No child I have ever met likes the thought of needles being stuck in them and Clare was no exception. I reassured her that the needles are very fine and not like those used for injections. Most children have only ever experienced hypodermic needles for their vaccinations and these have to be larger so the immunization fluid can pass down the middle of them. Acupuncture needles do not need this property, so they are incredibly fine, producing virtually no pain when they pass through the skin.

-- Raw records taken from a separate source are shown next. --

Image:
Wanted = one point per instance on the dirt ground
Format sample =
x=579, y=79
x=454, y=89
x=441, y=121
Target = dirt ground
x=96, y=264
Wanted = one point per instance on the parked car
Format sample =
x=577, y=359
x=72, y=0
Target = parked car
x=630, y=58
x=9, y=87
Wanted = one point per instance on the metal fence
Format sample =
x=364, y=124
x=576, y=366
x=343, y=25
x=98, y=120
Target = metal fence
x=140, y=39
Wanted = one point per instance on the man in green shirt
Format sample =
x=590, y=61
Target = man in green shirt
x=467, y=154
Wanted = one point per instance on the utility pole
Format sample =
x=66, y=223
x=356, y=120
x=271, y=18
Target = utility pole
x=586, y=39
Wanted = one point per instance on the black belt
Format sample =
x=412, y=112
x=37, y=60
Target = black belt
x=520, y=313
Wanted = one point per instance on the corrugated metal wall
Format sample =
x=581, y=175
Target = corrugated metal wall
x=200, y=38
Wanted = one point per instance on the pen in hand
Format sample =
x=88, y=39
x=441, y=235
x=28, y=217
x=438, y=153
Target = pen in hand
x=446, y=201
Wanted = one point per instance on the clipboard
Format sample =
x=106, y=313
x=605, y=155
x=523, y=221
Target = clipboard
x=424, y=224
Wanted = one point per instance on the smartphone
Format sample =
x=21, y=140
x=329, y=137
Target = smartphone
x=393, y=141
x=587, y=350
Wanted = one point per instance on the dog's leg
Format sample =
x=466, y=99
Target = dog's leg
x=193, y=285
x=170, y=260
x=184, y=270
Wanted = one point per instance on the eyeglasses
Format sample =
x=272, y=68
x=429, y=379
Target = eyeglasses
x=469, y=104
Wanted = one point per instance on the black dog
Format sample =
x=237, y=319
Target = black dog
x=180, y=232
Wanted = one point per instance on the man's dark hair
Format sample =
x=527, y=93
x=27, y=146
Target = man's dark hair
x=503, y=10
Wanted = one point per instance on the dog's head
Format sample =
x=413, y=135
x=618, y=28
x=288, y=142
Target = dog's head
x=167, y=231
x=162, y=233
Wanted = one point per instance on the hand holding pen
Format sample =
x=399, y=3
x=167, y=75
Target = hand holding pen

To treat Clare’s asthma I used the following points, which I have found to be most effective. There is one needle inserted at the entry of each channel, the point in the hand being on the top surface between the thumb and first finger and the one on the foot being between the first and second toes. Needling the channels closer to the lungs involves the insertion of a needle at a point quite high on the back and also on the chest below the collar bone and another on the arm below where the triceps muscle covers the shoulder. There is one further point just below the knee which can generally reinforce the flow of energy through the body and it is beneficial to needle this as well. This makes only six points in all, which isn’t too many. This is one reason for always seeing an experienced therapist; there are over 50 suggested places to stick in the needles, so an unqualified acupuncturist may use far more points than are really necessary.
Initially, while Clare’s asthma was unstable, I treated her once a week. As with conventional medicine I monitored her progress using a peak flow meter. Her usual level was 300 but with this run of wheezing episodes it was hovering around 220. With weekly therapy over five weeks this peak flow rose back to its normal level. I reduced the treatment at that stage to once a month and now some time later all she has is a reinforcing dose every three months.